Explanation: As one traverses a closed loop in a circuit, any increase in electric potential (voltage rise, e.g., across a battery from negative to positive terminal) must be balanced by an equal decrease in electric potential (voltage drop, e.g., across a resistor in the direction of current flow) such that the net change in potential is zero when returning to the starting point. Mathematically, for a closed loop: $\sum V = 0$ where $\sum V$ is the algebraic sum of voltages around the loop.

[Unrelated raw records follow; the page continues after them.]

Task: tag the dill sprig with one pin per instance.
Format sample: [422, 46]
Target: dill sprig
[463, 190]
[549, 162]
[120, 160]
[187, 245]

Example: Consider a simple series circuit consisting of a voltage source $V_s$ and two resistors $R_1$ and $R_2$ . Let the current flowing through the circuit be $I$ .

Assuming the current $I$ flows clockwise from the positive terminal of $V_s$ through $R_1$ and $R_2$ back to the negative terminal. The voltage drop across $R_1$ is $V_1 = I R_1$ . The voltage drop across $R_2$ is $V_2 = I R_2$ .

Applying KVL around the loop (starting from point A, moving clockwise): We encounter a voltage rise across the source $V_s$ (from negative to positive). We encounter voltage drops across resistors $R_1$ and $R_2$ (in the direction of current).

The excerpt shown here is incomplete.